4 Professors Who Deserve to Get The Boot

“What do you mean, you didn’t have time to complete the 750 pages of reading for today?”

Remember in high school when you and all of your friends failed the same exam and you were convinced it was the teacher’s fault?  “She never taught ANY of this stuff “ you bantered.  In a fit of rage, you stormed to an advisor to make a complaint.  You knew something had to be done about this dreadful teacher, and you were certain that if enough of you joined together, the school would surely do away with her. Your concerns were heard, but most likely, nothing was done.

For students at Louisiana State University, their wishes came true.  Recently, a professor was actually dismissed for grading too hard.

Victory at last!
Students’ voices are finally being heard!

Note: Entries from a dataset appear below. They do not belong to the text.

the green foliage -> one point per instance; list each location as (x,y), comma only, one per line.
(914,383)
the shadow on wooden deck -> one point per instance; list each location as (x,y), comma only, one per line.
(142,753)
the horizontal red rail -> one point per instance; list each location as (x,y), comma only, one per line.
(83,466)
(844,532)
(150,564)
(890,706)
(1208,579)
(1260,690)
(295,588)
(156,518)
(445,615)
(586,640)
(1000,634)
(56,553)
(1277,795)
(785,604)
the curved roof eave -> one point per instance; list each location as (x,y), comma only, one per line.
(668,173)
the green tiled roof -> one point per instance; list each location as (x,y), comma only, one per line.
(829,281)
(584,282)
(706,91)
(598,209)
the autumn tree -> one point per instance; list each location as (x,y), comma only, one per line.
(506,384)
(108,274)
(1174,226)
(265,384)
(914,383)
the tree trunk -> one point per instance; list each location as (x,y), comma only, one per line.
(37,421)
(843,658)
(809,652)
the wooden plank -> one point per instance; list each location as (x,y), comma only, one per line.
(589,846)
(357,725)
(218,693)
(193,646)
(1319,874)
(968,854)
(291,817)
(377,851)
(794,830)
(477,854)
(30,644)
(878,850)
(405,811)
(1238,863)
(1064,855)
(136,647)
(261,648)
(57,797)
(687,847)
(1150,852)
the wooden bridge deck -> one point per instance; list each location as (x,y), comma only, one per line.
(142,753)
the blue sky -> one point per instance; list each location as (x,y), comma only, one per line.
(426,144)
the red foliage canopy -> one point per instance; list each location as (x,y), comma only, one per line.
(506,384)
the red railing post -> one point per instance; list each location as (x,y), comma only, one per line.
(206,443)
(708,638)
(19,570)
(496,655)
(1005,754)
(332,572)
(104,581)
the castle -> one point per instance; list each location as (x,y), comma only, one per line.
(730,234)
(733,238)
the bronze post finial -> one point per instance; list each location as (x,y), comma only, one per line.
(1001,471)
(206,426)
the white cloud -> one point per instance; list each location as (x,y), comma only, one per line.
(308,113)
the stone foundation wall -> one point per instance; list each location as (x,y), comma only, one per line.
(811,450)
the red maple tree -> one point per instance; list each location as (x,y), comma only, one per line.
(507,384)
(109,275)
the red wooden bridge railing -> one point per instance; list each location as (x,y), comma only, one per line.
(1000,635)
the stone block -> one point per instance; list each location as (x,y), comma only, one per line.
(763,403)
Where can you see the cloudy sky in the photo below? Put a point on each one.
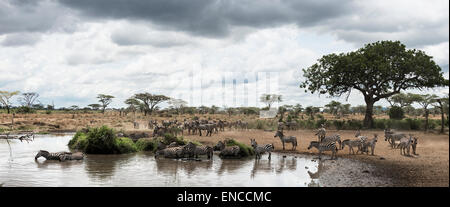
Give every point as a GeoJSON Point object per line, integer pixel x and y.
{"type": "Point", "coordinates": [205, 52]}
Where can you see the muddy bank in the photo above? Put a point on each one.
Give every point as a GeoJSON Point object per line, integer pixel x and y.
{"type": "Point", "coordinates": [349, 173]}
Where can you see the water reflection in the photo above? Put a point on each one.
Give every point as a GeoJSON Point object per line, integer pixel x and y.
{"type": "Point", "coordinates": [104, 166]}
{"type": "Point", "coordinates": [142, 169]}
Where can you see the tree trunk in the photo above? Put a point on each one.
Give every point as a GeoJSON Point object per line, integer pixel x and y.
{"type": "Point", "coordinates": [368, 119]}
{"type": "Point", "coordinates": [442, 115]}
{"type": "Point", "coordinates": [426, 120]}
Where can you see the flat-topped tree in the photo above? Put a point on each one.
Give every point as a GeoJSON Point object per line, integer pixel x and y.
{"type": "Point", "coordinates": [378, 70]}
{"type": "Point", "coordinates": [150, 101]}
{"type": "Point", "coordinates": [5, 97]}
{"type": "Point", "coordinates": [105, 100]}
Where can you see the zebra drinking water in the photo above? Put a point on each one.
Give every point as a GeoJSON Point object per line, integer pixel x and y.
{"type": "Point", "coordinates": [333, 138]}
{"type": "Point", "coordinates": [261, 149]}
{"type": "Point", "coordinates": [61, 156]}
{"type": "Point", "coordinates": [324, 146]}
{"type": "Point", "coordinates": [286, 139]}
{"type": "Point", "coordinates": [321, 133]}
{"type": "Point", "coordinates": [352, 143]}
{"type": "Point", "coordinates": [370, 143]}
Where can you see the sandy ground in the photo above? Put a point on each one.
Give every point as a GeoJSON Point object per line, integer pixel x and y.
{"type": "Point", "coordinates": [387, 167]}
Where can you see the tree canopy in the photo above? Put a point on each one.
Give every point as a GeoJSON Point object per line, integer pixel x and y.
{"type": "Point", "coordinates": [378, 70]}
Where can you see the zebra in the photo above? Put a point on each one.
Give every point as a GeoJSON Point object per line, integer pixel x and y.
{"type": "Point", "coordinates": [172, 152]}
{"type": "Point", "coordinates": [321, 133]}
{"type": "Point", "coordinates": [208, 127]}
{"type": "Point", "coordinates": [333, 138]}
{"type": "Point", "coordinates": [203, 150]}
{"type": "Point", "coordinates": [362, 138]}
{"type": "Point", "coordinates": [370, 143]}
{"type": "Point", "coordinates": [352, 143]}
{"type": "Point", "coordinates": [230, 151]}
{"type": "Point", "coordinates": [414, 145]}
{"type": "Point", "coordinates": [405, 144]}
{"type": "Point", "coordinates": [261, 149]}
{"type": "Point", "coordinates": [61, 156]}
{"type": "Point", "coordinates": [324, 146]}
{"type": "Point", "coordinates": [286, 139]}
{"type": "Point", "coordinates": [219, 146]}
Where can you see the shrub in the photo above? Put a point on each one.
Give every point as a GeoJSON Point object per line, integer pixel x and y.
{"type": "Point", "coordinates": [144, 144]}
{"type": "Point", "coordinates": [396, 113]}
{"type": "Point", "coordinates": [101, 141]}
{"type": "Point", "coordinates": [379, 123]}
{"type": "Point", "coordinates": [79, 141]}
{"type": "Point", "coordinates": [244, 151]}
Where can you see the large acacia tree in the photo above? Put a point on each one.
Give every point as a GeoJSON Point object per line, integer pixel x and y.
{"type": "Point", "coordinates": [378, 70]}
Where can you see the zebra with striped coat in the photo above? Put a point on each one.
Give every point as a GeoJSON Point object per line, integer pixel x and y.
{"type": "Point", "coordinates": [203, 150]}
{"type": "Point", "coordinates": [61, 156]}
{"type": "Point", "coordinates": [230, 151]}
{"type": "Point", "coordinates": [324, 146]}
{"type": "Point", "coordinates": [352, 143]}
{"type": "Point", "coordinates": [261, 149]}
{"type": "Point", "coordinates": [333, 138]}
{"type": "Point", "coordinates": [286, 139]}
{"type": "Point", "coordinates": [370, 143]}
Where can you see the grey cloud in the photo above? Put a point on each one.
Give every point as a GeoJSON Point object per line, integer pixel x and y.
{"type": "Point", "coordinates": [20, 39]}
{"type": "Point", "coordinates": [34, 16]}
{"type": "Point", "coordinates": [213, 18]}
{"type": "Point", "coordinates": [126, 37]}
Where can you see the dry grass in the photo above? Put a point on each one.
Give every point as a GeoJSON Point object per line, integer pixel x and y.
{"type": "Point", "coordinates": [429, 168]}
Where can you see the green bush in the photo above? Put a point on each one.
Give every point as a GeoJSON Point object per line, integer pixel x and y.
{"type": "Point", "coordinates": [244, 151]}
{"type": "Point", "coordinates": [101, 141]}
{"type": "Point", "coordinates": [396, 113]}
{"type": "Point", "coordinates": [79, 141]}
{"type": "Point", "coordinates": [144, 144]}
{"type": "Point", "coordinates": [379, 123]}
{"type": "Point", "coordinates": [125, 145]}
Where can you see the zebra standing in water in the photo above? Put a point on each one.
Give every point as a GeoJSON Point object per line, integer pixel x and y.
{"type": "Point", "coordinates": [333, 138]}
{"type": "Point", "coordinates": [286, 139]}
{"type": "Point", "coordinates": [203, 150]}
{"type": "Point", "coordinates": [261, 149]}
{"type": "Point", "coordinates": [324, 146]}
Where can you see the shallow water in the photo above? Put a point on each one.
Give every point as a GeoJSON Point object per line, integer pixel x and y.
{"type": "Point", "coordinates": [142, 169]}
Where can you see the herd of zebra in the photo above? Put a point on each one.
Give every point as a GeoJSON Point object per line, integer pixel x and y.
{"type": "Point", "coordinates": [331, 143]}
{"type": "Point", "coordinates": [176, 127]}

Maybe this is a sign of good things to come. Maybe now is our time to finally speak up and rid universities across the country of those notoriously evil teachers who make us wonder how they got the job in the first place.  The hard graders are at the tops of all our lists, but here are a few other profs who should also get the boot. Are you listening, Dean of Students?!

1. The Ancient
The teachers who can’t control their bodily functions and tell you that your father was just a joy to have in class. They still use ditto machines and think a Power Point is something you do with your finger and a stern look on your face. And email? Is that something you can do with a typewriter?

2. The Foreign Tongue
Accents are sexy on the likes of Antonio Banderas and Heidi Klum, but not on your Physics prof or Stats T.A. How are we expected to learn anything when we can barely understand the guy’s name?!

3. The Delusional
Everyone’s had that one professor who thinks his/her class is the only one you happen to be taking. Of course you’d have all the time in the world to read 400 pages a night and turn in weekly 5-page papers. It’s not like you’ve got anything else more important than this class you wouldn’t have taken if it weren’t required for those stupid distribution requirements.

4. The Inflexible
You may be paralyzed by the Swine Flu, or stuck at an airport due to volcanic eruption after your aunt’s funeral, but your absence is still unexcused and you’ll have to accept a zero on that day’s test. Sorry, but it’s in the syllabus.